In [3]: %time import numpy
CPU times: user 0.00 s, sys: 0.00 s, total: 0.00 s
Wall time: 0.00 s


That's pretty good, huh? :)

Unfortunately, numpy cannot work with lazy import (yet):

In [5]: %time from numpy import array
ERROR: An unexpected error occurred while tokenizing input
The following traceback may be corrupted or invalid
The error message is: ('EOF in multi-line statement', (17, 0))

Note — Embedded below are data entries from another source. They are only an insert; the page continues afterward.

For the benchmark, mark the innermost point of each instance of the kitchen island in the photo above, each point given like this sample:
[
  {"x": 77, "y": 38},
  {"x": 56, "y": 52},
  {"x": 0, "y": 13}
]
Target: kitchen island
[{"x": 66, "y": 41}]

---------------------------------------------------------------------------
AttributeError                            Traceback (most recent call last)

[skip]


/usr/lib/python2.5/site-packages/numpy/lib/index_tricks.py in <module>()
     14 import function_base
     15 import numpy.core.defmatrix as matrix
---> 16 makemat = matrix.matrix
     17
     18 # contributed by Stefan van der Walt

/home/ondra/ext/sympy/demandimport.pyc in __getattribute__(self, attr)
     73             return object.__getattribute__(self, attr)
     74         self._load()
---> 75         return getattr(self._module, attr)
     76     def __setattr__(self, attr, val):
     77         self._load()

AttributeError: 'module' object has no attribute 'matrix'




BTW, neither can SymPy. However, maybe it shows some possibilities and
maybe it's possible to fix numpy to work with such a lazy import.

On the other hand, I can imagine it can bring a lot more troubles, so
it should probably only be optional.